But maybe that was just me.
The room Dolph took us to was not the one we’d stayed in before, though it might as well have been as the décor was the same. It felt like we’d stepped back in time.
Not something I wanted to do.
As soon as the door shut, Bella flopped onto the bed. “I could sleep for days. I’m exhausted.”
I lay beside her. “Might as well. We have to wait on Finley anyway.”
We were quiet for only a moment before Bella rolled to face me. “Do you love Cactus?”
I groaned. “Please, I do not want to—”
“Come on. Tell me.” She pushed me lightly with one hand. I drew in a deep breath but didn’t face her.
“I did once, before . . . before the oubliettes. I think I could have settled down with him.”
“And now?”
I scrunched my shoulders up. “He is not the one for me. Peta has known it all along, and I know it too. Now.”
“But he loves you.”
I grunted.
Bella leaned forward. “And you’re using that love. Lark, that is awful.”
Anger overcame fatigue and I sat up. “Listen. I’ve flat out told him off. He doesn’t want to listen. That’s not my fault. Surely you have suitors who won’t listen to you?”
Her lips parted. “Of course not.”
The lie was as thick as pudding in the air between us. “Spill it. Who is chasing you?”
“No one.”
I snorted. “Come on.”
Her lips twitched. “Maybe one or two.”
“And of course you told them off?”
Her eyes widened. “One is Fiametta’s son, so no, I have not told him off.”
Time for my eyes to widen. “A true merge of two families? Oooh, the drama.”
“I never said I was even going to—”
“Please, you don’t have to marry him to carry his child.” I lay back on the bed, instantly regretting my words. “Bella, I’m sorry, I didn’t mean . . .”
“Lark, don’t. Requiem was a long time ago, and I was a fool. I thought I was strong enough to face him on my own.” She sighed and lay beside me. “And as much of a monster as he was, he gave me the most amazing daughter.”
I wanted to reach over and take her hand, or hug her. But I couldn’t make myself move. I wasn’t sure I could ever be so forgiving of Requiem. Or the other monsters I’d faced.
“Go to sleep, Lark,” she said as though she were in charge.
I closed my eyes, knowing I should have been bothered by the fact that I did as she asked without question; old habits dying hard. Still, I fell asleep within seconds.
My mind, though, did not allow me any respite, as dreams haunted my rest. They battled for my attention, swinging from the war we’d fought against Orion and the demons, to the mother goddess laughing at me, to Blackbird trying to bed me as I lay tied down and unable to fight.
A violent shiver woke me at one point. The breeze coming in from the wide window cooled the sweat along my bare skin. I groped for a blanket and someone placed a thick duvet over me. Peta crept up in her snow leopard form, stretching out alongside my body, and sharing her warmth with me.
Bella dropped an arm around my waist. “Just dreams, Lark. They are just dreams. Let them go.”
Again, I obeyed her, and relaxed once more.
The fear left, the pain of all I’d lost slipped away. I fell asleep again, this time safe in knowing, if nothing else, I had my sister with me.

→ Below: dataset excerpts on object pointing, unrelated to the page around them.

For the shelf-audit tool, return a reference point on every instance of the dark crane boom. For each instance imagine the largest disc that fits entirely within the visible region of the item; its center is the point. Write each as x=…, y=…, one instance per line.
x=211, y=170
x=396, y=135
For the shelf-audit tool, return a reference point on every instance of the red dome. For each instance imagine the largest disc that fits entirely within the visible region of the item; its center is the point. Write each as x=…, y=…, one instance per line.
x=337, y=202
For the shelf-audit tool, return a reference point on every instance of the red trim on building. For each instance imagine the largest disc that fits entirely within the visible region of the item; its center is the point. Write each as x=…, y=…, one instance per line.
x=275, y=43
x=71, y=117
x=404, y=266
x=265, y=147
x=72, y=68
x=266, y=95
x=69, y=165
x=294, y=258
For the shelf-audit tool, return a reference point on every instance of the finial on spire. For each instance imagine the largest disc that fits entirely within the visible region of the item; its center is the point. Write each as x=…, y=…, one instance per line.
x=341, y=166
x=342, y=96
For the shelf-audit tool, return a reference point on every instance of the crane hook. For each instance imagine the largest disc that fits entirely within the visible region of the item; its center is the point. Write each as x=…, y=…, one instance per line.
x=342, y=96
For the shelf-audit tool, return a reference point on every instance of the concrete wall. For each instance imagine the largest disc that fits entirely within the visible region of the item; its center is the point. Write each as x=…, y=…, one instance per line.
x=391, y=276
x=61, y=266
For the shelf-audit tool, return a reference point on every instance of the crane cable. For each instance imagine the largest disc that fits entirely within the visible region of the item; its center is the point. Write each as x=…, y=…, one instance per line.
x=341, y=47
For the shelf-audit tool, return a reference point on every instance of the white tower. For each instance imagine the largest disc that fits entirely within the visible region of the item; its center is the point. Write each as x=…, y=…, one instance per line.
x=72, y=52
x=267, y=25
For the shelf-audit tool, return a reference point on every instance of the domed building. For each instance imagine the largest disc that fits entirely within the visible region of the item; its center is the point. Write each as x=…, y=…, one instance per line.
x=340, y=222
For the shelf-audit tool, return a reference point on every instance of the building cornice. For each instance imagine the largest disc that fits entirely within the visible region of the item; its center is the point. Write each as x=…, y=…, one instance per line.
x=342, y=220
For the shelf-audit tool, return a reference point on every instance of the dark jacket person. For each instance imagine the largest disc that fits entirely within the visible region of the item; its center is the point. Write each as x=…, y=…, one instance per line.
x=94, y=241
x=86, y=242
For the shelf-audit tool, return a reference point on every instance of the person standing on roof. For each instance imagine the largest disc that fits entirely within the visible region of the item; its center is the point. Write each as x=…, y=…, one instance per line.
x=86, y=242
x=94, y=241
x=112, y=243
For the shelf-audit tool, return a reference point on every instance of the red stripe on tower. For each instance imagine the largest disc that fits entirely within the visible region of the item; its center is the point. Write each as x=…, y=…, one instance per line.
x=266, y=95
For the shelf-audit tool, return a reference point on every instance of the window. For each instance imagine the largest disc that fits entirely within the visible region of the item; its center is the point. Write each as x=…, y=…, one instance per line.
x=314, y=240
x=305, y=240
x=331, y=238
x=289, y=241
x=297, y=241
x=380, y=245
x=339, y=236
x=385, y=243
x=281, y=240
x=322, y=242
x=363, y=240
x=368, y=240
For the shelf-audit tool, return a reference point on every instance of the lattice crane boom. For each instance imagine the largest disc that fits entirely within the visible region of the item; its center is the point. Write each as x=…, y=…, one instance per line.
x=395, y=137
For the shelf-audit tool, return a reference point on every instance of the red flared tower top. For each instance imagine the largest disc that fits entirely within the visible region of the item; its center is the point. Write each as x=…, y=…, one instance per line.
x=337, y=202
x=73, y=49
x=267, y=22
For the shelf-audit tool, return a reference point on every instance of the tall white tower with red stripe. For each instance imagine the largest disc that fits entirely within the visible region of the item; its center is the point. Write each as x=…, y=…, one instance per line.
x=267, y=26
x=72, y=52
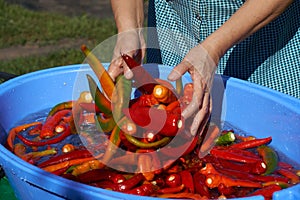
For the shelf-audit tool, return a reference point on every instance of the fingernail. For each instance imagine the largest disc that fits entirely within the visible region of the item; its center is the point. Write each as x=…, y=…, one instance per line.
x=128, y=74
x=173, y=76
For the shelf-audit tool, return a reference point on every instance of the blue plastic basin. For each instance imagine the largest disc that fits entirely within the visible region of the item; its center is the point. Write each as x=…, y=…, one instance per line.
x=251, y=108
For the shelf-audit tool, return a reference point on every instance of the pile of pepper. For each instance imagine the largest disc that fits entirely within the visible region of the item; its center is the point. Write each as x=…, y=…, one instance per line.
x=142, y=146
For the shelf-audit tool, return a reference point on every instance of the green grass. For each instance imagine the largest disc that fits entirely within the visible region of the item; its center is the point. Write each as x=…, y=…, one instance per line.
x=19, y=26
x=61, y=57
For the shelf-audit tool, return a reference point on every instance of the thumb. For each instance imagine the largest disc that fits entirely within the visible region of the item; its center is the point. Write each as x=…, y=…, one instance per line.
x=179, y=70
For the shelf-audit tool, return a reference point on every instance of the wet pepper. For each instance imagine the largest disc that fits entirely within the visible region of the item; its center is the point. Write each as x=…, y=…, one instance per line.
x=103, y=76
x=100, y=100
x=48, y=128
x=270, y=157
x=150, y=118
x=143, y=80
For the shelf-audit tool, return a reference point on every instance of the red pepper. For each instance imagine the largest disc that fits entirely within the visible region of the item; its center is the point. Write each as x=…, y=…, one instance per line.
x=223, y=154
x=187, y=180
x=130, y=183
x=143, y=80
x=292, y=176
x=100, y=175
x=182, y=150
x=173, y=180
x=147, y=100
x=80, y=153
x=171, y=190
x=213, y=181
x=48, y=128
x=252, y=143
x=242, y=152
x=150, y=118
x=267, y=192
x=143, y=190
x=223, y=189
x=54, y=140
x=251, y=177
x=200, y=186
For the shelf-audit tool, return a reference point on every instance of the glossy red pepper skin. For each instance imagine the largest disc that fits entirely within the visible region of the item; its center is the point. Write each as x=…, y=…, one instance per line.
x=54, y=140
x=143, y=79
x=97, y=175
x=187, y=147
x=130, y=183
x=251, y=177
x=51, y=122
x=200, y=186
x=267, y=192
x=143, y=190
x=225, y=190
x=253, y=168
x=150, y=118
x=292, y=176
x=80, y=153
x=170, y=190
x=252, y=143
x=223, y=154
x=187, y=180
x=173, y=180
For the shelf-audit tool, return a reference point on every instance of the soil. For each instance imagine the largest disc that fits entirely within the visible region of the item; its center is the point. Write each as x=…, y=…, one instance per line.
x=96, y=8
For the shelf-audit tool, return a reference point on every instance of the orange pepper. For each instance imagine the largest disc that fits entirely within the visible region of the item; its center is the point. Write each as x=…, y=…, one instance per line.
x=14, y=131
x=68, y=163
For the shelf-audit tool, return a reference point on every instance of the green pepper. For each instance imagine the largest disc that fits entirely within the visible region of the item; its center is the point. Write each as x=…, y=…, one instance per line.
x=100, y=100
x=114, y=142
x=105, y=125
x=270, y=158
x=105, y=80
x=141, y=144
x=121, y=96
x=225, y=139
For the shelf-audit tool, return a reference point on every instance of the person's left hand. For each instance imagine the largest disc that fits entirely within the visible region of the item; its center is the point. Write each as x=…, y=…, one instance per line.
x=132, y=43
x=202, y=69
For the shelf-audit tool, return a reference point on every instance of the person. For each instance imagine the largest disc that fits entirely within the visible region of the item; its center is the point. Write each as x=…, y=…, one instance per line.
x=253, y=40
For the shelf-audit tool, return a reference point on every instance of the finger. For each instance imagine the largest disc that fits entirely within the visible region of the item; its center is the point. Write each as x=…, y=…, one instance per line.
x=127, y=72
x=201, y=115
x=115, y=68
x=179, y=70
x=196, y=99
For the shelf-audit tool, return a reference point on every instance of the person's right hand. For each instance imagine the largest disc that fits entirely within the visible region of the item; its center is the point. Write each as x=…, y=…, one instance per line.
x=132, y=43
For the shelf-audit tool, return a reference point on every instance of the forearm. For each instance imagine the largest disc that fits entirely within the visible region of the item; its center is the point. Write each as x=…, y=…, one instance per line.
x=129, y=14
x=252, y=16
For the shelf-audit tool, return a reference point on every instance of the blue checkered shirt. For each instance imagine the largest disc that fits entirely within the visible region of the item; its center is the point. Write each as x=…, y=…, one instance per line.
x=269, y=57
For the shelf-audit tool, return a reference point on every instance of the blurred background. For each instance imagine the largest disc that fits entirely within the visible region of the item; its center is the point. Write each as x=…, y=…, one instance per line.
x=40, y=34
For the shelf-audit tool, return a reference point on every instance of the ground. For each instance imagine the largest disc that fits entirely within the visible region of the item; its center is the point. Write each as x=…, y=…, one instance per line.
x=96, y=8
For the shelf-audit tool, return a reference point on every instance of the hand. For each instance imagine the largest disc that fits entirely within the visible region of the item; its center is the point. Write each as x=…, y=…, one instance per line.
x=202, y=69
x=133, y=44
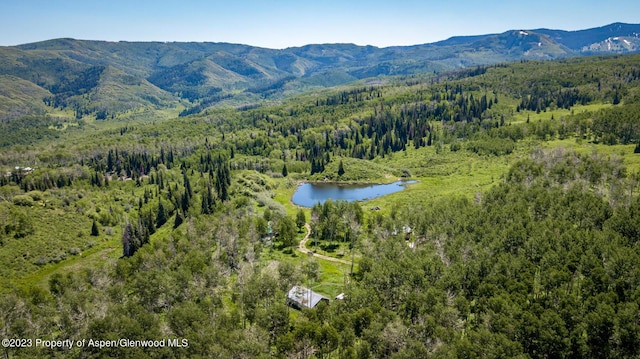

More the fool was I for believing my life would come together so smoothly.
CHAPTER 10
he banging on the door jerked me out of a dead sleep. I scrambled out of bed, my spear in my hand even as I reached for the power of the earth before my eyes were even fully open.
Spirit and Earth rumbled through me, dangerous in their current state of unpredictability.
“Easy, Lark. We are not surrounded by enemies,” Peta soothed.
I shook myself, and quickly let go of my connection to the earth but not my spear.
I strode to the door and opened it with a jerk. In front of me was a petite woman, in all white, one of the Undine slaves. Usually they were human, captured when they ventured too close to the Deep.
She lifted clear blue eyes to me. Elemental power swirled along the edges of her arms as she tapped into the water around us. Obviously not a human, but worse was what I saw in her intention. The lines all but spelled out what she was going to do. Something so simple, and so effective, that no one would realize what had happened to me.
The slave was going to fill my lungs with water so I died without a sound, drowned on dry land.
I grabbed her around the throat and lifted her straight up so her feet dangled. “Not quick enough, assassin.”
Her eyes bulged, the color on her arms flared, and I clamped my mouth shut. I bore down until I felt her pulse slow under my fingers, frantic and then pausing between each beat. Her eyes rolled into the back of her head and the lines of blue power faded from her arms. Only when I was sure she was out cold did I let go, letting her drop to the floor with a meaty thump.
“Lark, what is going on?” Bella ran across to me, her hair and skirts seriously rumpled, yet she still looked like a queen.
“Bella, stay here. I don’t want you in the middle of this.”
She put a hand on my arm, slowing me. “Lark, I am here to help you. What happened?”
My jaw ticked twice before I answered. “She tried to kill me.”